De Fabel van de illegaal 65/66, zomer 2004

Auteur: Harry Westerink


Column: Dwarsligger

De hotemetote en de bolleboos

Vanuit de hoogte van hun spiegelglasgebouwen kijken de regenten neer
op de vreemdelingen die zijn afgewezen voor een bestaan
in het vernederland met zijn normen als wormen en zijn waarden als maden.
De bazen en bonzen zitten schoon en fris en gladgekamd en goedgebekt
achter hun glimmende bureaus die de vorige avond zijn gereinigd
door een Marokkaanse schoonmaakster die haar plaats weet
en op de werkvloer de strijd tegen stof en vuil van onderop organiseert
en dus door de knieën gaat
en het spuug en kwijl van de bewindslieden opdweilt
en de propjes opraapt
waarmee melige kantoorklerken elkaar 's middags beschieten
omdat ze 's morgens hun neus al hebben leeg gegeten.

De bestuurders strijken hun stropdas plat of vegen de pluisjes van hun rok.
Ze kuchen veelbetekenend of lachen schamper.
Ze buigen zich over een dossier
of een reorganisatieplan in een vergevorderde fase
of een beleidsstuk dat nog in de ambtelijke molens zit
die langzaam malen,
maar wel de hoop vermorzelen
van de vluchtelingen die eindeloos in de rij staan
en zich zitten te verbijten
in de wachtkamers van het vernederland
om uiteindelijk "nee" te horen te krijgen.
En in de hoogste sferen geeft een hotemetote van een minister het bevel
aan een leger ondergeschikten
om een oorlogsverklaring op te stellen
en aan te vangen met de gevechtshandelingen
tegen de naamlozen zonder papieren en zonder gezicht.
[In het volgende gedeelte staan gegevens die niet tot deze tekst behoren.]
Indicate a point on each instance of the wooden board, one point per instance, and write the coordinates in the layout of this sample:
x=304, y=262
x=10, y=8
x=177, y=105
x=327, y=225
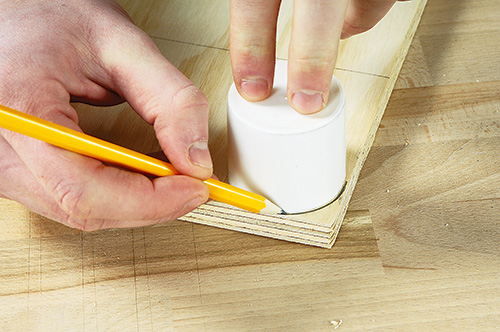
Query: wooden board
x=418, y=250
x=367, y=68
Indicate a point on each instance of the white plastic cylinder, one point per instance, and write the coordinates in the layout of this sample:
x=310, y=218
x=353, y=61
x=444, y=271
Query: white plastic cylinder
x=296, y=161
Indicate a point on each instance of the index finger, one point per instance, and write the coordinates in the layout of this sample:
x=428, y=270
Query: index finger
x=316, y=29
x=252, y=40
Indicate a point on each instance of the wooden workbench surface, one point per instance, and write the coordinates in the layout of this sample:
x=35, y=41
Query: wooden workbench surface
x=420, y=252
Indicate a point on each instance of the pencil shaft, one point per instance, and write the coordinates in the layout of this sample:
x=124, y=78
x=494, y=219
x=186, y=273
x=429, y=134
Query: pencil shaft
x=90, y=146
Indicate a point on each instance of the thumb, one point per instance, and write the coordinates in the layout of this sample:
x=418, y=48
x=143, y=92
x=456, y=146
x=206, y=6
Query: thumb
x=164, y=98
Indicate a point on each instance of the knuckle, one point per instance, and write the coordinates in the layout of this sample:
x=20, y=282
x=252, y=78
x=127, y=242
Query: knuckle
x=189, y=96
x=72, y=199
x=315, y=62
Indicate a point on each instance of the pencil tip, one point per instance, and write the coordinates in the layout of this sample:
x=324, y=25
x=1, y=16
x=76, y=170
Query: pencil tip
x=272, y=208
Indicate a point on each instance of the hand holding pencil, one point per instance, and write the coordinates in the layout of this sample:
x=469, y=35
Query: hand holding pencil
x=42, y=70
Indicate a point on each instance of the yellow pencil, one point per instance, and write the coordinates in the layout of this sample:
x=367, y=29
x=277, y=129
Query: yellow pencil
x=108, y=152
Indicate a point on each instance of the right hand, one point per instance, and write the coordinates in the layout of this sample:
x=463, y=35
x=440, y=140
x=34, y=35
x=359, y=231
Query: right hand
x=58, y=51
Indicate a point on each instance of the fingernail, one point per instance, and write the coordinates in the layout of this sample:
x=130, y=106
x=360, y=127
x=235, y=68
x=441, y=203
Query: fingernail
x=199, y=155
x=307, y=102
x=254, y=89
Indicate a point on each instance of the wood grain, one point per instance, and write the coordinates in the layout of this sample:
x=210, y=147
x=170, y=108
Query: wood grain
x=417, y=250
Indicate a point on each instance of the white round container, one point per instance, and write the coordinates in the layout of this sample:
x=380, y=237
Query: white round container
x=296, y=161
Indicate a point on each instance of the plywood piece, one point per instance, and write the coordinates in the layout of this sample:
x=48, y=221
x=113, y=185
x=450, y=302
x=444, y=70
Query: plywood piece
x=416, y=251
x=208, y=66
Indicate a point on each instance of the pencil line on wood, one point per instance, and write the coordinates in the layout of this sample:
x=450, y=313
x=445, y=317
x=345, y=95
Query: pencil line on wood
x=362, y=72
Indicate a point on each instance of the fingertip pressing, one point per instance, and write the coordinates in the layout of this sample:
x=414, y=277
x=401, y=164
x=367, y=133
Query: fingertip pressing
x=308, y=102
x=254, y=88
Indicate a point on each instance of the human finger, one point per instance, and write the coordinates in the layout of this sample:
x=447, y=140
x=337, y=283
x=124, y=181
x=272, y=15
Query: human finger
x=252, y=39
x=85, y=194
x=316, y=29
x=362, y=15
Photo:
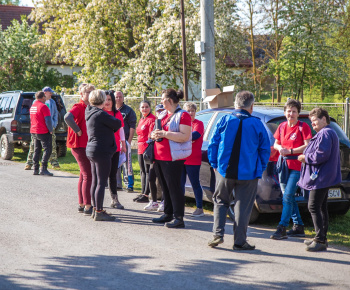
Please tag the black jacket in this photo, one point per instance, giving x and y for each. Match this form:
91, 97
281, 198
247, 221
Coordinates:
100, 129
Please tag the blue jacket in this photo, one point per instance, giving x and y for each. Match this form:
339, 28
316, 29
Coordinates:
240, 146
54, 112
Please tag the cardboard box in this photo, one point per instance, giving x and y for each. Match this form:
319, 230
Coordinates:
218, 99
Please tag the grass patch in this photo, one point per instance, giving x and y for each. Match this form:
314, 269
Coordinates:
339, 225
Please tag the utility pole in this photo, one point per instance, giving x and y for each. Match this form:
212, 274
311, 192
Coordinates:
184, 60
207, 36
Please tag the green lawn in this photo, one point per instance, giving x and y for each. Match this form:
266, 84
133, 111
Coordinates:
339, 226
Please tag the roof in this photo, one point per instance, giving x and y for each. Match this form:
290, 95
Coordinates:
10, 12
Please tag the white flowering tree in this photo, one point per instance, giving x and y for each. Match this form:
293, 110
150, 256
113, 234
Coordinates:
140, 39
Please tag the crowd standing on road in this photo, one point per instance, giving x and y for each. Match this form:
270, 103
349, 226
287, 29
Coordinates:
101, 126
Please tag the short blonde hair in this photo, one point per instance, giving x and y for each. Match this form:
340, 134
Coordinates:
86, 88
97, 97
190, 105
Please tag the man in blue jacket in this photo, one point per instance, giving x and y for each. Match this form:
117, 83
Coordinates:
238, 152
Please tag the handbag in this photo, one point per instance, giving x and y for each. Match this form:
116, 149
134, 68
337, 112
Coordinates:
148, 155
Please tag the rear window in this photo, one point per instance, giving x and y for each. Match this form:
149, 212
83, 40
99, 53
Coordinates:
273, 125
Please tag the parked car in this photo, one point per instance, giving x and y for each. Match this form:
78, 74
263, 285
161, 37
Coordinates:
15, 123
269, 195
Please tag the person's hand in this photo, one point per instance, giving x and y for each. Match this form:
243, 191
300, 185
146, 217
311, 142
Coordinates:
301, 158
284, 152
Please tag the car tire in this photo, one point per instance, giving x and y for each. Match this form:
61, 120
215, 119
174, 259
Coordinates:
61, 149
253, 216
6, 148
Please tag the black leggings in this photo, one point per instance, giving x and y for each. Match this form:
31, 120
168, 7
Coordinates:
100, 168
169, 174
148, 178
113, 173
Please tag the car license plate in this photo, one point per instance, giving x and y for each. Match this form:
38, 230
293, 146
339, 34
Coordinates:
334, 193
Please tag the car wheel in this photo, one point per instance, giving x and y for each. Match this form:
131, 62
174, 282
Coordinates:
6, 148
61, 149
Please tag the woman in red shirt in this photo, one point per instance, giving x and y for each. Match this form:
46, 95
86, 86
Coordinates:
194, 161
173, 145
143, 131
111, 109
77, 140
292, 138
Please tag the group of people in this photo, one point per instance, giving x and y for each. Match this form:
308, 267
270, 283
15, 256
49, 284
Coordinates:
101, 126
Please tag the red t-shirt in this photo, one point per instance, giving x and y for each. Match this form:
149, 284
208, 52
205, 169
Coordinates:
196, 157
143, 130
38, 112
118, 116
73, 140
162, 149
293, 137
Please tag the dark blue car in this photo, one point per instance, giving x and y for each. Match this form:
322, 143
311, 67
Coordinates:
269, 195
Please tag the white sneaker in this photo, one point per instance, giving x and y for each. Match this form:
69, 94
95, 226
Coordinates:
198, 212
161, 207
151, 206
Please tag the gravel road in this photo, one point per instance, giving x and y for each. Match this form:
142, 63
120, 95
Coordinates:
46, 244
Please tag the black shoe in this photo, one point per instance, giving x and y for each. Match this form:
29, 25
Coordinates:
138, 197
103, 216
245, 247
280, 234
216, 241
163, 219
296, 231
143, 199
88, 211
177, 223
316, 247
45, 172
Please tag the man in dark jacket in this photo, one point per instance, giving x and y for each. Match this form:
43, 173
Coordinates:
238, 152
41, 129
129, 118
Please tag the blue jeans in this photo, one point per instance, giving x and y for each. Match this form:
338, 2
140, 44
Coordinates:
193, 174
290, 206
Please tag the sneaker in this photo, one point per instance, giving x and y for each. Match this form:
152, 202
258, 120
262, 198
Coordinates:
280, 234
88, 211
216, 241
296, 231
161, 207
103, 216
152, 206
316, 247
138, 197
143, 199
245, 247
198, 212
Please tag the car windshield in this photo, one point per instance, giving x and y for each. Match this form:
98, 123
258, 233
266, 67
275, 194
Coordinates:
273, 125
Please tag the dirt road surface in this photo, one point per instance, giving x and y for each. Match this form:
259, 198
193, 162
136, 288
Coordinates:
46, 244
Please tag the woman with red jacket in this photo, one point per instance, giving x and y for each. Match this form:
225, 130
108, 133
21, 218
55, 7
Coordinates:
77, 140
111, 109
148, 180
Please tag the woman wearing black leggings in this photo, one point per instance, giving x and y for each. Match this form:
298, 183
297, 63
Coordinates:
100, 148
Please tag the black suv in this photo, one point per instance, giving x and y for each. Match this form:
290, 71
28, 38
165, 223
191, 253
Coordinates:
15, 123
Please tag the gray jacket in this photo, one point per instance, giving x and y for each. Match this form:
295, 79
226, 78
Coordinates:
178, 150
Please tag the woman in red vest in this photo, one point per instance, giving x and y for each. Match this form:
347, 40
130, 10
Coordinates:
77, 140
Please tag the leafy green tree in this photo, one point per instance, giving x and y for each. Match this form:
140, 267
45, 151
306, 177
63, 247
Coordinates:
22, 66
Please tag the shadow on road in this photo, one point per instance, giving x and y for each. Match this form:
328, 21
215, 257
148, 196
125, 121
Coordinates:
123, 272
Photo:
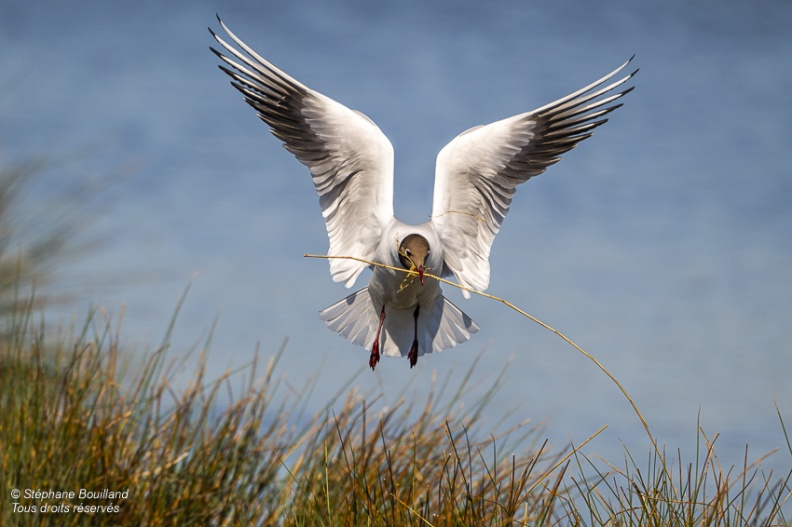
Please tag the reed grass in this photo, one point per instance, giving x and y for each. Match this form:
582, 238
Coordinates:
76, 412
230, 451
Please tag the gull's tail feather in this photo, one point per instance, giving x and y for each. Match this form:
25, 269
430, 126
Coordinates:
441, 324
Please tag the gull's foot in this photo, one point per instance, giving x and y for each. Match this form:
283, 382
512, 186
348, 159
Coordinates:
413, 354
374, 358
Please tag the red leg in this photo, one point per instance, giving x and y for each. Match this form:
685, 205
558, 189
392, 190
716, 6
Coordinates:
374, 358
413, 355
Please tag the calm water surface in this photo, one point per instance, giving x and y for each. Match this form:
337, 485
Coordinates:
662, 245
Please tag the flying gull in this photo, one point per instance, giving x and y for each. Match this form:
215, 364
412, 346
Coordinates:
351, 164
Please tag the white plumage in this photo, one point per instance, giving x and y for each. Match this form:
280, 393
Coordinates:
351, 163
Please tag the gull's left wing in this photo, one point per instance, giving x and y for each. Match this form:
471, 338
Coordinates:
477, 173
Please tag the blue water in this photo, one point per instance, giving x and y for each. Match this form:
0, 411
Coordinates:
662, 245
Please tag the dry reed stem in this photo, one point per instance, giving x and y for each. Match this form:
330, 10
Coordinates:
523, 313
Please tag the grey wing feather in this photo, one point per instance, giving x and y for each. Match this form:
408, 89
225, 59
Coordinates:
350, 159
478, 172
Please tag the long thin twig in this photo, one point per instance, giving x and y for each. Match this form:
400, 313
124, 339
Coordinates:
520, 311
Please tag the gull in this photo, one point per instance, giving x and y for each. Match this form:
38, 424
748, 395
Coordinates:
351, 164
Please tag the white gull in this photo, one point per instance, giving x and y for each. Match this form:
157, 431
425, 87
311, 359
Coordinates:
351, 163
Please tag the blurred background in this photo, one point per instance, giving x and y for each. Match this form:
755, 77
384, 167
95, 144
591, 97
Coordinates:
662, 245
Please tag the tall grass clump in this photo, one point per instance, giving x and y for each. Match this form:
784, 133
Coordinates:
91, 434
73, 418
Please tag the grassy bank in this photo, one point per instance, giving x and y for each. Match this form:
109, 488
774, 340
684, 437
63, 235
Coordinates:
89, 436
73, 416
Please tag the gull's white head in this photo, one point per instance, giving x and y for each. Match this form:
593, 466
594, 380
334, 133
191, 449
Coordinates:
413, 253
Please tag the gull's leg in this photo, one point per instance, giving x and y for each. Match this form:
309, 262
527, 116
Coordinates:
413, 355
374, 358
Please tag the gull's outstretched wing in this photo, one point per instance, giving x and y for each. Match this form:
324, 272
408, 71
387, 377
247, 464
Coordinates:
477, 173
350, 159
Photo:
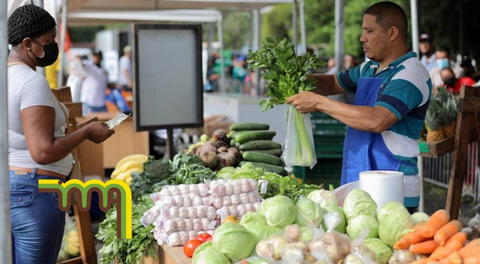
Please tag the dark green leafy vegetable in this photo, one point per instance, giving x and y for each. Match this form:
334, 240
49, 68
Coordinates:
127, 251
285, 73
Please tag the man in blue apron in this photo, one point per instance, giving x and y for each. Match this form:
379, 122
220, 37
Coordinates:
392, 92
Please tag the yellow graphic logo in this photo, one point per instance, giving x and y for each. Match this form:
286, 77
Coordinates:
112, 192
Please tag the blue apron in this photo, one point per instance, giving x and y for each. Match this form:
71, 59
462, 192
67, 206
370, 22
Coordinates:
364, 151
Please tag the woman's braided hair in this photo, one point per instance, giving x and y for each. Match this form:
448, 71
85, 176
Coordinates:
28, 21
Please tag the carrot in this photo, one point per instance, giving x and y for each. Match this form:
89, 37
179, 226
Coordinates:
474, 259
456, 242
448, 230
426, 247
420, 261
473, 246
453, 258
434, 223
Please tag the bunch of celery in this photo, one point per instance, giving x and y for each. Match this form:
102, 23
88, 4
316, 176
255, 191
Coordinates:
285, 75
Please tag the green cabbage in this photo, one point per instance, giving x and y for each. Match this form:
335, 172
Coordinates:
359, 223
341, 227
359, 202
309, 212
279, 211
226, 173
394, 221
419, 217
256, 224
207, 254
326, 199
381, 250
234, 241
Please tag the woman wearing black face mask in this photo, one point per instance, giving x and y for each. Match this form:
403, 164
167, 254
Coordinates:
38, 145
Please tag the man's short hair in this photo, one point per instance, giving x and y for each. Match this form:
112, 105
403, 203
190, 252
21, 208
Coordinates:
388, 14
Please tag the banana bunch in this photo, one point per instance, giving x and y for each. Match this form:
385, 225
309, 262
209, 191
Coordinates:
125, 167
72, 243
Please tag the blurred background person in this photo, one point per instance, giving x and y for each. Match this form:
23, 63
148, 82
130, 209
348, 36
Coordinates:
93, 86
452, 83
76, 74
442, 61
427, 49
349, 61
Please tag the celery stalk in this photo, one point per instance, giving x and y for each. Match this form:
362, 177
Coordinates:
303, 150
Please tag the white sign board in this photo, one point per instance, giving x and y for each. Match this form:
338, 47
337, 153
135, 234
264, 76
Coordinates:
168, 76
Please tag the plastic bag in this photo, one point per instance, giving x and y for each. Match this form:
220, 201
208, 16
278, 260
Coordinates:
299, 147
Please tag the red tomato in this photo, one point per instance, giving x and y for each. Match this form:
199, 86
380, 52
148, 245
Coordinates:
190, 246
203, 237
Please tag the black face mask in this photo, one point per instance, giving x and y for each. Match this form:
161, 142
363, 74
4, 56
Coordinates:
50, 56
450, 82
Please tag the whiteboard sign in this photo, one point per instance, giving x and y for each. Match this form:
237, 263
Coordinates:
168, 87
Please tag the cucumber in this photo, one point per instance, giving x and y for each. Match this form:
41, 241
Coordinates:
246, 136
268, 167
275, 152
260, 144
249, 126
262, 158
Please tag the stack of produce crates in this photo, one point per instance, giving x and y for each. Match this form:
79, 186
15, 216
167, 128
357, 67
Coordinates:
328, 135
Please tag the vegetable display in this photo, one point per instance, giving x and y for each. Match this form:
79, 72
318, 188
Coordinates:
182, 212
286, 74
271, 184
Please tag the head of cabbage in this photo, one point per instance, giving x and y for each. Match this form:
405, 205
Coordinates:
326, 199
226, 173
234, 241
394, 221
341, 224
358, 224
382, 251
279, 211
207, 254
359, 202
257, 225
309, 212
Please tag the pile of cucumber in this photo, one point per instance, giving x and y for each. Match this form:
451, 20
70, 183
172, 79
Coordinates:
255, 143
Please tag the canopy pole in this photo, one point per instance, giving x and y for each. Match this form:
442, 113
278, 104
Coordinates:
5, 239
222, 61
295, 24
339, 27
414, 14
256, 44
63, 32
303, 33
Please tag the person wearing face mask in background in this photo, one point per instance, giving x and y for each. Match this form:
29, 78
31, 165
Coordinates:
38, 145
442, 61
453, 84
427, 49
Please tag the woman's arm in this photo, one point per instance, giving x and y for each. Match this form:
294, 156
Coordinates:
39, 125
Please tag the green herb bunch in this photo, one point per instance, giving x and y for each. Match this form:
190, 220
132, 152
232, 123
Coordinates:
127, 251
285, 73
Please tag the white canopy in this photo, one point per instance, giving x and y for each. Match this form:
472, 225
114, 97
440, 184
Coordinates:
197, 16
129, 5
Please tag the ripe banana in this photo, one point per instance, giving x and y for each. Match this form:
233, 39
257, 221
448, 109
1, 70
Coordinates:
139, 157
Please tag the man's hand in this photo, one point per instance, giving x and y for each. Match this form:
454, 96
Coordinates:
307, 102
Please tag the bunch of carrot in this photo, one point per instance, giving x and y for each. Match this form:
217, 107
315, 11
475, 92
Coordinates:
442, 239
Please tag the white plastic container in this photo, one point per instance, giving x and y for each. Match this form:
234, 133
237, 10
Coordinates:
383, 186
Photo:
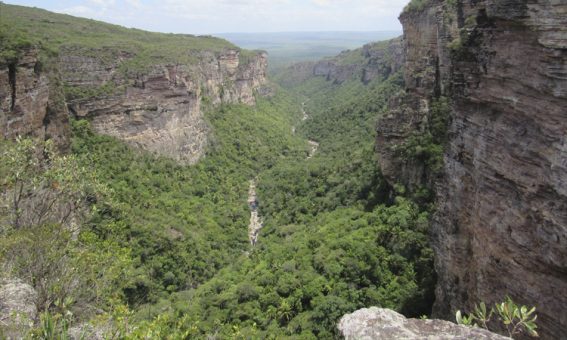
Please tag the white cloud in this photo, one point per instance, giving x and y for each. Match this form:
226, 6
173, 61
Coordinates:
213, 16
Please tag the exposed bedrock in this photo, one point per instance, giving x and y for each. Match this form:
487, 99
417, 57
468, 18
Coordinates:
501, 223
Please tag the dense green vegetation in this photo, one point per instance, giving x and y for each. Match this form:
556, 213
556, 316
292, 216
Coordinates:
156, 249
51, 32
286, 48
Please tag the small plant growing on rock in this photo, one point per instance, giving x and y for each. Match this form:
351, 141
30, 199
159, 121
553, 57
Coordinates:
515, 318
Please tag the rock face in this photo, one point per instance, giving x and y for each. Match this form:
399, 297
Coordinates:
379, 323
31, 102
160, 110
501, 224
18, 309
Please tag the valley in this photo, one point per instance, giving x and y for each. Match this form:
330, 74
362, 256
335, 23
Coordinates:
175, 186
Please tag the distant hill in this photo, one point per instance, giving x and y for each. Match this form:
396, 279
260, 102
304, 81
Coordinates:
285, 48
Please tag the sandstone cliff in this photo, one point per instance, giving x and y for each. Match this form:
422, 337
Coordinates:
161, 109
379, 323
31, 101
364, 64
145, 88
501, 224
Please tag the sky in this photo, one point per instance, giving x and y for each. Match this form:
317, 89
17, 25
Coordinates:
224, 16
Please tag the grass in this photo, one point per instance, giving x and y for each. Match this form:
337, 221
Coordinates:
24, 26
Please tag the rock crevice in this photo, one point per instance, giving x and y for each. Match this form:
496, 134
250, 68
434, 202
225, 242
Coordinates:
501, 223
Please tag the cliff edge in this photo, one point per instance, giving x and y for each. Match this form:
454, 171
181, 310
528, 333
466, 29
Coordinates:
148, 89
500, 69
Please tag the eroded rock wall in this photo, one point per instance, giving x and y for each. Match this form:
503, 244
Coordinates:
161, 109
380, 323
501, 224
32, 101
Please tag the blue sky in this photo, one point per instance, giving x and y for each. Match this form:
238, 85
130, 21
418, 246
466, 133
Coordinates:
222, 16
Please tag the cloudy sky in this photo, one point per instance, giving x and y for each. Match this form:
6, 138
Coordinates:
222, 16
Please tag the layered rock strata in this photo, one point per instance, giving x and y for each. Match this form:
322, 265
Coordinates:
32, 101
363, 64
159, 109
501, 224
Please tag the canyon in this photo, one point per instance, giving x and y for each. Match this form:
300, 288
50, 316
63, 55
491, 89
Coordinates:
481, 126
501, 224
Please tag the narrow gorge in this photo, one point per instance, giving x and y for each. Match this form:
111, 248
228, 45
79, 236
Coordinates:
341, 197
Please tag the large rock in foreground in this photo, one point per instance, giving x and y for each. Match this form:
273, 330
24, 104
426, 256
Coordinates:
380, 323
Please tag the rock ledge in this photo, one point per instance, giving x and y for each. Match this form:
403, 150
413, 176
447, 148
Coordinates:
380, 323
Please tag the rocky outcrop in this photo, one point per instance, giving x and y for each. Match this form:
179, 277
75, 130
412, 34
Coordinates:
31, 100
366, 63
501, 223
161, 110
379, 323
18, 310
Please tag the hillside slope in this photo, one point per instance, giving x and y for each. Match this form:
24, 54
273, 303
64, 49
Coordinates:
145, 88
495, 71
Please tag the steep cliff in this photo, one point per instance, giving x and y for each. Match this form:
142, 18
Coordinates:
145, 88
161, 109
501, 185
31, 100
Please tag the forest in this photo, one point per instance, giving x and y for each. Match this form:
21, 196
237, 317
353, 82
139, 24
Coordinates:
171, 240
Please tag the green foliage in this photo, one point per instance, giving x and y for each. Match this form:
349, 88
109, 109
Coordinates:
165, 253
515, 318
42, 187
416, 6
183, 223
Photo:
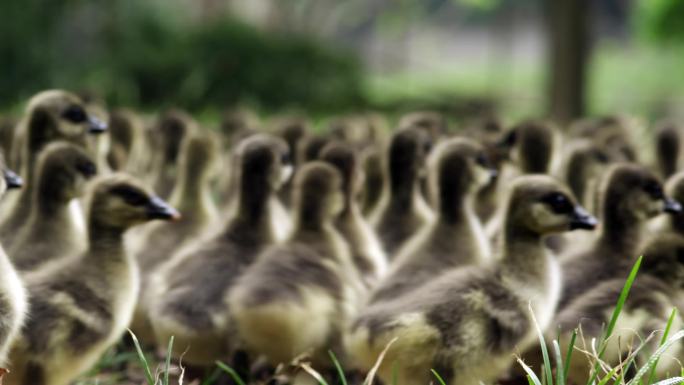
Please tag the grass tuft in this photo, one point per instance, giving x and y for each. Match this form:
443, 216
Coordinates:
438, 377
143, 361
231, 372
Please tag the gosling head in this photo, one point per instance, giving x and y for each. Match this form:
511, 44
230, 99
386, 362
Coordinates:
531, 145
173, 126
634, 193
68, 166
343, 157
265, 160
309, 148
318, 196
61, 114
119, 202
408, 151
459, 166
124, 127
10, 179
539, 205
293, 130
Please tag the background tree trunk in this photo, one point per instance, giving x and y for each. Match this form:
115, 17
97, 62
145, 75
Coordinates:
568, 53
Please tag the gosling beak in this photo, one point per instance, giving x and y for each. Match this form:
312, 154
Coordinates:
12, 179
158, 209
671, 206
88, 170
493, 173
581, 219
96, 126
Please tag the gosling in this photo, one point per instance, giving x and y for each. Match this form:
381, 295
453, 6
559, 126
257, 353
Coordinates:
83, 307
467, 323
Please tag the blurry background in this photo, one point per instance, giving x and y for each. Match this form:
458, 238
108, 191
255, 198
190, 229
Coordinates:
563, 58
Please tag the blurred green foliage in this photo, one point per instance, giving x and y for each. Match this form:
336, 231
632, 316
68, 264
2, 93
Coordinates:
147, 54
661, 20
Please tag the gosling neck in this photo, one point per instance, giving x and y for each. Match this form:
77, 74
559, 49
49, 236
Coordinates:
677, 223
620, 230
104, 238
403, 188
455, 204
191, 192
50, 200
254, 205
523, 251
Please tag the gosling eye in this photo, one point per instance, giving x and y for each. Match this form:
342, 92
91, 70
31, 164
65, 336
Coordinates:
427, 146
75, 114
654, 189
559, 203
88, 169
482, 160
601, 157
131, 196
285, 158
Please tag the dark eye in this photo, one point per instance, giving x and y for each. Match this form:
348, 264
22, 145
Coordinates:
75, 114
88, 169
285, 158
559, 203
482, 160
601, 157
131, 196
654, 190
427, 146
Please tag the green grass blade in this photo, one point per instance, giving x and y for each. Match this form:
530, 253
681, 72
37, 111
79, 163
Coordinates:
439, 378
143, 361
671, 381
666, 333
231, 372
545, 351
560, 371
568, 355
167, 366
213, 377
652, 360
343, 378
531, 376
395, 373
613, 319
608, 376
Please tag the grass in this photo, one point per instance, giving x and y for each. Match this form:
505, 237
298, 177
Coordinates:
616, 375
554, 371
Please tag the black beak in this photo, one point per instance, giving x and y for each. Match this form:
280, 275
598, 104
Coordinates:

De hotemetote van een minister gaat onderhandelen
met een bolleboos van een burgemeester
over een uitzetkamp voor de buitenlanders
die uit het zicht schijnen te moeten verdwijnen van de binnenlanders.
"Ik wil op uw grondgebied een vertrekcentrum", eist de hotemetote
en de bolleboos knikt en slikt en stikt in zijn kruiperigheid.
"Met alle respect", aarzelt de bolleboos,
"maar mag ik u er toch nog op wijzen
dat dit soort mensen problemen geven en overlast veroorzaken,
want ze willen niet terug naar hun thuisland.
Ze hangen rond op straat en gaan zwerven en stelen en geweld plegen.
Alstublieft, kunt u ons 20 of 30 of 40 politie-agenten extra geven,
om zo de openbare orde beter te kunnen handhaven?"
Maar de hotemetote is er woedend over
dat dit onderdeurtje van een bolleboos voorwaarden durft te stellen,
want zij en zij alleen is het en mag het zijn
die wikt en weegt en beschikt
over de macht om te eisen en te dwingen.
En grimmig kapt de hotemetote het overleg met de bolleboos af.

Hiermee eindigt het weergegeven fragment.